The most encouraging and glorious feature of revolutions is that they purify the atmosphere from the thick, poisonous vapors of prejudices and superstition.

From time immemorial revolutions have been the only hope and refuge of all the oppressed from national and social yokes. The radical nationalistic elements seem to have forgotten that all their enthusiasm, their faith and hope in the power of a great social change, now falters before the question: Will it give us our own territory where we can surround ourselves with walls and watch-towers? Yes, the very people, who once spoke with a divine fire of the beauty of the solidarity of all individuals and all peoples, now indulge in the shallow phrases that the Jew is powerless, that he is nowhere at home, and that he owns no place on earth, where he can do justice to his nature, and that he must first obtain national rights, like all nations, ere he can go further.

These lamentations contain more fiction than truth, more sentimentality than logic.

The Poles have their own territory; still this fact does not hinder Russia from brutalizing Poland or from flogging and killing her children; neither does it hinder the Prussian government from maltreating her Polish subjects and forcibly obliterating the Polish language.
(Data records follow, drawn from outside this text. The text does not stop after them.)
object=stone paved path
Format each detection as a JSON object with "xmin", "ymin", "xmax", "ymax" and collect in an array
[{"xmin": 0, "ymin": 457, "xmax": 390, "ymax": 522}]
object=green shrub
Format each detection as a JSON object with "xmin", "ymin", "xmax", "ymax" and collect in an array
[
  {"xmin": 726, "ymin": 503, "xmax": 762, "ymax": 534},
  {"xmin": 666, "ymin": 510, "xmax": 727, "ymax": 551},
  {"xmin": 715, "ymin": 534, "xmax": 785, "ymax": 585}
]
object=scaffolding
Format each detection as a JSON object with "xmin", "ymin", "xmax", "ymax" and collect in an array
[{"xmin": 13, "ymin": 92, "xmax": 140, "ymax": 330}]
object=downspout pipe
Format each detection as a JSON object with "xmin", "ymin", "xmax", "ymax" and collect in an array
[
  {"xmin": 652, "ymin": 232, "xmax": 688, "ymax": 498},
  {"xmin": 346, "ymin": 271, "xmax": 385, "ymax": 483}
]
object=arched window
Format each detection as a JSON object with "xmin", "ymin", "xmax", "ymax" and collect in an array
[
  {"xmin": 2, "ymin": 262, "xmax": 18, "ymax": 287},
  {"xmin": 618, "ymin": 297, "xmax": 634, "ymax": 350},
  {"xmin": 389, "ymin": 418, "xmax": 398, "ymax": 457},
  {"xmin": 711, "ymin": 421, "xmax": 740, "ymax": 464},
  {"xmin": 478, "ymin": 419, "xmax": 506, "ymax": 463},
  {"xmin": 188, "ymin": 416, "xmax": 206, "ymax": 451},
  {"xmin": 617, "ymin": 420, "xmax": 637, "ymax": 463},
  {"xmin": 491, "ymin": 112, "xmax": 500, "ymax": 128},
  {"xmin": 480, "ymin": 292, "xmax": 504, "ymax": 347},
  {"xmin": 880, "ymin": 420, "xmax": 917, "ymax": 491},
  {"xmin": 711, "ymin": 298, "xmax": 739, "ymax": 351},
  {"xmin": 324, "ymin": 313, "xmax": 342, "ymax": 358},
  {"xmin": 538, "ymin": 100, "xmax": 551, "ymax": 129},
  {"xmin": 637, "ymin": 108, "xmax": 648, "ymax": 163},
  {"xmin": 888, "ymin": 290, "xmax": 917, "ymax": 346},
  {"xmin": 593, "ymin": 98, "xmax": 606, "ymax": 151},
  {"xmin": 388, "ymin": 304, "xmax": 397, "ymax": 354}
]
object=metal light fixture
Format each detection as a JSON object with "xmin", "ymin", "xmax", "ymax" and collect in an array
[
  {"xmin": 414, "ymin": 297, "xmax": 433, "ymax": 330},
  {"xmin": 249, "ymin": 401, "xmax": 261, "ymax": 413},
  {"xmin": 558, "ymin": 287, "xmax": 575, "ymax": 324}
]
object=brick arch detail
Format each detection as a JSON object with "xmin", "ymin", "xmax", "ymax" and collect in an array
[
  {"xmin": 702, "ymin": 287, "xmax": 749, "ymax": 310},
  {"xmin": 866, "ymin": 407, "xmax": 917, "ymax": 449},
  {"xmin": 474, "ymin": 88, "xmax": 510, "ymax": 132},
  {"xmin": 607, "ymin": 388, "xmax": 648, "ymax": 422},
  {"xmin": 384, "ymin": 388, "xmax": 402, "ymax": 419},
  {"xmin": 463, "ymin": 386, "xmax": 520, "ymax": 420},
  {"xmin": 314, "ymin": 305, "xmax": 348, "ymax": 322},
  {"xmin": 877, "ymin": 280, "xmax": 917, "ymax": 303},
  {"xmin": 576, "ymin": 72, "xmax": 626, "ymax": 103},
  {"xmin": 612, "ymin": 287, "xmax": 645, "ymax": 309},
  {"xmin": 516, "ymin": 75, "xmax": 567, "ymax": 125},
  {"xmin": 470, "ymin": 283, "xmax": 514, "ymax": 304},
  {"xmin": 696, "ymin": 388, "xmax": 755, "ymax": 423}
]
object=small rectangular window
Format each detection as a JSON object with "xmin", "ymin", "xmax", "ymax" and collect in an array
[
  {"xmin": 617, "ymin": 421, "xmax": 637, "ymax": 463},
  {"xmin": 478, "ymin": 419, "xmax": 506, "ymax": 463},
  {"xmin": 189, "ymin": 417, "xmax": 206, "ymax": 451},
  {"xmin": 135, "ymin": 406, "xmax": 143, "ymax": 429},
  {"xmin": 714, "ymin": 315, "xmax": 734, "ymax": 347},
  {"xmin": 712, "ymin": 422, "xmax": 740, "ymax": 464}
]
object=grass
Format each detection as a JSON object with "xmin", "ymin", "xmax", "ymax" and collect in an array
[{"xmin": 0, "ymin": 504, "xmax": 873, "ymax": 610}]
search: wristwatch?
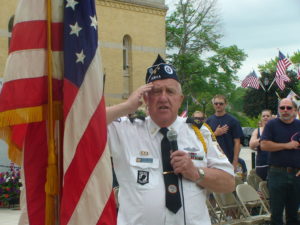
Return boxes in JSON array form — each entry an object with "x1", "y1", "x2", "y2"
[{"x1": 195, "y1": 167, "x2": 205, "y2": 184}]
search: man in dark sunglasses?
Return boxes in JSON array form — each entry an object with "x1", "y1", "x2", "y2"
[
  {"x1": 260, "y1": 98, "x2": 300, "y2": 225},
  {"x1": 206, "y1": 95, "x2": 243, "y2": 171}
]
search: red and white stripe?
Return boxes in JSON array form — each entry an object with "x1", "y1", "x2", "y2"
[
  {"x1": 61, "y1": 48, "x2": 116, "y2": 224},
  {"x1": 1, "y1": 1, "x2": 63, "y2": 224}
]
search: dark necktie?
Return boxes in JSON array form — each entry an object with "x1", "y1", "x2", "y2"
[{"x1": 160, "y1": 127, "x2": 182, "y2": 213}]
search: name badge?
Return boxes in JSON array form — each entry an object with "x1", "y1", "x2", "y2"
[{"x1": 136, "y1": 157, "x2": 153, "y2": 163}]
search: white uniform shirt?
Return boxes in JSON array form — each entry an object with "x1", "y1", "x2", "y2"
[{"x1": 108, "y1": 116, "x2": 234, "y2": 225}]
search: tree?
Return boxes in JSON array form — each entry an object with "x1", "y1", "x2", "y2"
[{"x1": 166, "y1": 0, "x2": 247, "y2": 114}]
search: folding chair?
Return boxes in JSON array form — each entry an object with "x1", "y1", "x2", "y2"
[
  {"x1": 259, "y1": 181, "x2": 270, "y2": 210},
  {"x1": 235, "y1": 176, "x2": 244, "y2": 187},
  {"x1": 236, "y1": 184, "x2": 271, "y2": 224},
  {"x1": 247, "y1": 169, "x2": 262, "y2": 191},
  {"x1": 213, "y1": 192, "x2": 266, "y2": 225},
  {"x1": 206, "y1": 198, "x2": 221, "y2": 225}
]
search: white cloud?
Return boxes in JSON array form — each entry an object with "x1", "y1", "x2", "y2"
[
  {"x1": 218, "y1": 0, "x2": 300, "y2": 80},
  {"x1": 165, "y1": 0, "x2": 300, "y2": 82}
]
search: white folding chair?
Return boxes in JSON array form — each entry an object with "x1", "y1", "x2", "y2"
[
  {"x1": 259, "y1": 181, "x2": 270, "y2": 210},
  {"x1": 236, "y1": 183, "x2": 270, "y2": 223},
  {"x1": 247, "y1": 169, "x2": 262, "y2": 191},
  {"x1": 213, "y1": 191, "x2": 266, "y2": 225}
]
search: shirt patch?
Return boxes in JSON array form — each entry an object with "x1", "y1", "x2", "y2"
[
  {"x1": 136, "y1": 157, "x2": 153, "y2": 163},
  {"x1": 184, "y1": 147, "x2": 198, "y2": 152},
  {"x1": 188, "y1": 152, "x2": 204, "y2": 160},
  {"x1": 137, "y1": 170, "x2": 149, "y2": 185},
  {"x1": 140, "y1": 151, "x2": 149, "y2": 156}
]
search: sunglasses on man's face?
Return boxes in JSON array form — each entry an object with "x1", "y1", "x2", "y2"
[
  {"x1": 214, "y1": 102, "x2": 224, "y2": 106},
  {"x1": 279, "y1": 106, "x2": 293, "y2": 110}
]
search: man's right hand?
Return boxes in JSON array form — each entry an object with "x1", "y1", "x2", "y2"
[
  {"x1": 285, "y1": 140, "x2": 300, "y2": 150},
  {"x1": 125, "y1": 83, "x2": 153, "y2": 113},
  {"x1": 106, "y1": 83, "x2": 153, "y2": 124},
  {"x1": 214, "y1": 125, "x2": 229, "y2": 136}
]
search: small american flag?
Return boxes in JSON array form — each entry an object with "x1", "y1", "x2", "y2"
[
  {"x1": 180, "y1": 108, "x2": 188, "y2": 117},
  {"x1": 275, "y1": 51, "x2": 292, "y2": 90},
  {"x1": 297, "y1": 67, "x2": 300, "y2": 80},
  {"x1": 241, "y1": 71, "x2": 260, "y2": 89}
]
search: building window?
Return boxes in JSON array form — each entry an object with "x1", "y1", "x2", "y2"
[{"x1": 122, "y1": 35, "x2": 132, "y2": 99}]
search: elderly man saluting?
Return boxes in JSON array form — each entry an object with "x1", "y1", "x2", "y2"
[
  {"x1": 106, "y1": 55, "x2": 234, "y2": 225},
  {"x1": 261, "y1": 98, "x2": 300, "y2": 225}
]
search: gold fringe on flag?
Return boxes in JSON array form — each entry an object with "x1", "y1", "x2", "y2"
[
  {"x1": 0, "y1": 102, "x2": 62, "y2": 128},
  {"x1": 0, "y1": 102, "x2": 62, "y2": 166},
  {"x1": 0, "y1": 127, "x2": 22, "y2": 165}
]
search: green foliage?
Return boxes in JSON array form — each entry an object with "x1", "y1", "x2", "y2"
[
  {"x1": 0, "y1": 163, "x2": 21, "y2": 207},
  {"x1": 166, "y1": 0, "x2": 247, "y2": 113},
  {"x1": 243, "y1": 70, "x2": 300, "y2": 117}
]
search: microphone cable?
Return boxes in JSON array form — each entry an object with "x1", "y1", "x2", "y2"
[{"x1": 179, "y1": 175, "x2": 186, "y2": 225}]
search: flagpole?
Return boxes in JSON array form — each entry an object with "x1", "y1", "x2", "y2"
[
  {"x1": 268, "y1": 78, "x2": 276, "y2": 92},
  {"x1": 45, "y1": 0, "x2": 58, "y2": 224},
  {"x1": 258, "y1": 79, "x2": 266, "y2": 92}
]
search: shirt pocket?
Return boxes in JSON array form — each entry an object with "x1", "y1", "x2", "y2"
[{"x1": 129, "y1": 156, "x2": 160, "y2": 190}]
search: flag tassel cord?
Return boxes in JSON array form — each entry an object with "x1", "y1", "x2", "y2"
[{"x1": 45, "y1": 0, "x2": 59, "y2": 224}]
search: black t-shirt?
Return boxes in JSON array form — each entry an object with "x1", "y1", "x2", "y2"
[
  {"x1": 206, "y1": 113, "x2": 243, "y2": 162},
  {"x1": 260, "y1": 118, "x2": 300, "y2": 168}
]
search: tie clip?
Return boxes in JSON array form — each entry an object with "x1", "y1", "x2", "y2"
[{"x1": 163, "y1": 171, "x2": 174, "y2": 175}]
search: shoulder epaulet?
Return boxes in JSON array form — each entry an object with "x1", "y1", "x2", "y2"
[{"x1": 128, "y1": 115, "x2": 146, "y2": 123}]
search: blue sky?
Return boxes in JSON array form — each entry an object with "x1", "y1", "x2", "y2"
[{"x1": 166, "y1": 0, "x2": 300, "y2": 82}]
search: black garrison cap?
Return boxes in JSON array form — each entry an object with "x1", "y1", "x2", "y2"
[{"x1": 145, "y1": 54, "x2": 179, "y2": 84}]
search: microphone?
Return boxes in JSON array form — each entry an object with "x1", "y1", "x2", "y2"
[{"x1": 167, "y1": 129, "x2": 178, "y2": 151}]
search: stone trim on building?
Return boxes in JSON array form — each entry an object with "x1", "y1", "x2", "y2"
[{"x1": 97, "y1": 0, "x2": 167, "y2": 16}]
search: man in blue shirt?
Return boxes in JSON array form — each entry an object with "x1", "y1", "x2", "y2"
[
  {"x1": 261, "y1": 98, "x2": 300, "y2": 225},
  {"x1": 206, "y1": 95, "x2": 243, "y2": 170}
]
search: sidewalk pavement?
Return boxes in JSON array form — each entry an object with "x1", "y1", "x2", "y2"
[{"x1": 0, "y1": 208, "x2": 21, "y2": 225}]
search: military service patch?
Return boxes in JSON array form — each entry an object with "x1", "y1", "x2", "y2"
[{"x1": 137, "y1": 170, "x2": 149, "y2": 185}]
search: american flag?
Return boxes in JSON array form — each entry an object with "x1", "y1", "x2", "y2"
[
  {"x1": 275, "y1": 51, "x2": 292, "y2": 90},
  {"x1": 180, "y1": 108, "x2": 188, "y2": 117},
  {"x1": 241, "y1": 71, "x2": 260, "y2": 89},
  {"x1": 61, "y1": 0, "x2": 116, "y2": 224},
  {"x1": 0, "y1": 0, "x2": 64, "y2": 224},
  {"x1": 297, "y1": 67, "x2": 300, "y2": 80},
  {"x1": 0, "y1": 0, "x2": 116, "y2": 224}
]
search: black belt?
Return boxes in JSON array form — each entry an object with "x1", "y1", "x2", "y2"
[{"x1": 270, "y1": 165, "x2": 300, "y2": 173}]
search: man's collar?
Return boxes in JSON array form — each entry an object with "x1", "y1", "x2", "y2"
[{"x1": 147, "y1": 116, "x2": 184, "y2": 137}]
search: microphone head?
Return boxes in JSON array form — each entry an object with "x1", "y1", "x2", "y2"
[{"x1": 167, "y1": 129, "x2": 177, "y2": 142}]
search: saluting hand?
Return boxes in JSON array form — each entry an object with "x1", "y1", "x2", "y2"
[
  {"x1": 170, "y1": 150, "x2": 198, "y2": 182},
  {"x1": 126, "y1": 83, "x2": 153, "y2": 113}
]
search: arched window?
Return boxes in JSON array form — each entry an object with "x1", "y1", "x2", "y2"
[
  {"x1": 8, "y1": 15, "x2": 14, "y2": 48},
  {"x1": 122, "y1": 35, "x2": 132, "y2": 99}
]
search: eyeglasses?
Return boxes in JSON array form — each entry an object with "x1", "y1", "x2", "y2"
[
  {"x1": 214, "y1": 102, "x2": 224, "y2": 106},
  {"x1": 279, "y1": 106, "x2": 293, "y2": 110}
]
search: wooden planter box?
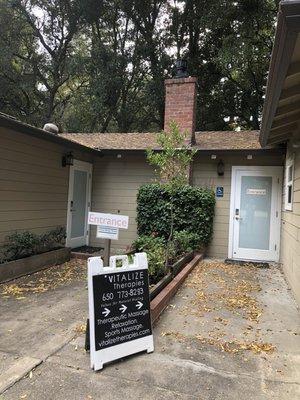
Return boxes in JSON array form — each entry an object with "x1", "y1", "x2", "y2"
[
  {"x1": 0, "y1": 247, "x2": 71, "y2": 283},
  {"x1": 150, "y1": 251, "x2": 194, "y2": 300},
  {"x1": 150, "y1": 252, "x2": 204, "y2": 323}
]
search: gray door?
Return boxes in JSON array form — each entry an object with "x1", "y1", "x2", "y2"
[{"x1": 67, "y1": 160, "x2": 92, "y2": 248}]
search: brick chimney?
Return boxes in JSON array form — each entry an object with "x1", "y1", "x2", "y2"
[{"x1": 164, "y1": 61, "x2": 197, "y2": 145}]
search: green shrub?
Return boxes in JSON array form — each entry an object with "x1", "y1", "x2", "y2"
[
  {"x1": 0, "y1": 227, "x2": 66, "y2": 263},
  {"x1": 173, "y1": 230, "x2": 202, "y2": 256},
  {"x1": 4, "y1": 231, "x2": 40, "y2": 260},
  {"x1": 136, "y1": 184, "x2": 215, "y2": 245},
  {"x1": 132, "y1": 235, "x2": 167, "y2": 284},
  {"x1": 132, "y1": 231, "x2": 203, "y2": 283},
  {"x1": 39, "y1": 226, "x2": 66, "y2": 251}
]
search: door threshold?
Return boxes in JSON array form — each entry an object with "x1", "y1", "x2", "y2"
[{"x1": 225, "y1": 258, "x2": 270, "y2": 268}]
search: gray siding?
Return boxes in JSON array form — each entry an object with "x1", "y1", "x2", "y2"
[
  {"x1": 0, "y1": 126, "x2": 92, "y2": 244},
  {"x1": 89, "y1": 154, "x2": 154, "y2": 252},
  {"x1": 280, "y1": 144, "x2": 300, "y2": 306}
]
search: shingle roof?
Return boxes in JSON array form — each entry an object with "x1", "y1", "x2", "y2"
[
  {"x1": 60, "y1": 130, "x2": 262, "y2": 151},
  {"x1": 194, "y1": 131, "x2": 261, "y2": 150}
]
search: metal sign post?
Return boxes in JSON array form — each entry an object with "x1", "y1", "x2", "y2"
[{"x1": 88, "y1": 253, "x2": 154, "y2": 371}]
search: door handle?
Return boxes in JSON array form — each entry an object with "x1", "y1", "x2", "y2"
[
  {"x1": 235, "y1": 208, "x2": 242, "y2": 220},
  {"x1": 70, "y1": 200, "x2": 76, "y2": 212}
]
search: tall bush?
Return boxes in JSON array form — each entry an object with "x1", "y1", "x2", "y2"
[
  {"x1": 146, "y1": 122, "x2": 197, "y2": 263},
  {"x1": 137, "y1": 184, "x2": 215, "y2": 246}
]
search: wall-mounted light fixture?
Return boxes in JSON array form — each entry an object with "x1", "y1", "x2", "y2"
[
  {"x1": 217, "y1": 160, "x2": 225, "y2": 176},
  {"x1": 62, "y1": 152, "x2": 74, "y2": 167},
  {"x1": 247, "y1": 154, "x2": 253, "y2": 160}
]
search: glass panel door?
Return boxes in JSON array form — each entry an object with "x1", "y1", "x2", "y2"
[
  {"x1": 66, "y1": 160, "x2": 92, "y2": 248},
  {"x1": 231, "y1": 167, "x2": 281, "y2": 262},
  {"x1": 71, "y1": 170, "x2": 88, "y2": 239},
  {"x1": 239, "y1": 176, "x2": 272, "y2": 250}
]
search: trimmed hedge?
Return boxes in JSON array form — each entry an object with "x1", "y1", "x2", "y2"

And of what avail is native territory to the small nations of the Balkans, with Russian, Turkish and Austrian influences keeping them in a helpless and dependent condition. Various raids and expeditions by the powerful neighboring states forced on them, have proven what little protection their territorial independence has given them against brutal coercion. The independent existence of small peoples has ever served powerful states as a pretext for venomous attacks, pillage and attempts at annexation. Nothing is left them but to bow before the superior powers, or to be ever prepared for bitter wars that might, in a measure, temporarily loosen the tyrannical hold, but never end in a complete overthrow of the powerful enemy.

Switzerland is often cited as an example of a united nation which is able to maintain itself in peace and neutrality. It might be advisable to consider what circumstances have made this possible.

It is an indisputable fact that Switzerland acts as the executive agent of European powers, who consider her a foreign detective bureau which watches over, annoys and persecutes refugees and the dissatisfied elements.

Italian, Russian and German spies look upon Switzerland as a hunting ground, and the Swiss police are never so happy, as when they can render constable service to the governments of surrounding states. It is nothing unusual for the Swiss police to carry out the order of Germany or Italy to arrest political refugees and forcibly take them across the frontier, where they are given over into the hands of the German or Italian gendarmes. A very enticing national independence, is it not?

Is it possible that former revolutionists and enthusiastic fighters for freedom, who are now in the nationalistic field, should long for similar conditions? Those who refuse to be carried away by nationalistic phrases and who would rather follow the broad path of Internationalism, are accused of indifference to and lack of sympathy with the sufferings of the Jewish race. Rather is it far more likely that those who stand for the establishment of a Jewish nation show a serious lack of judgment.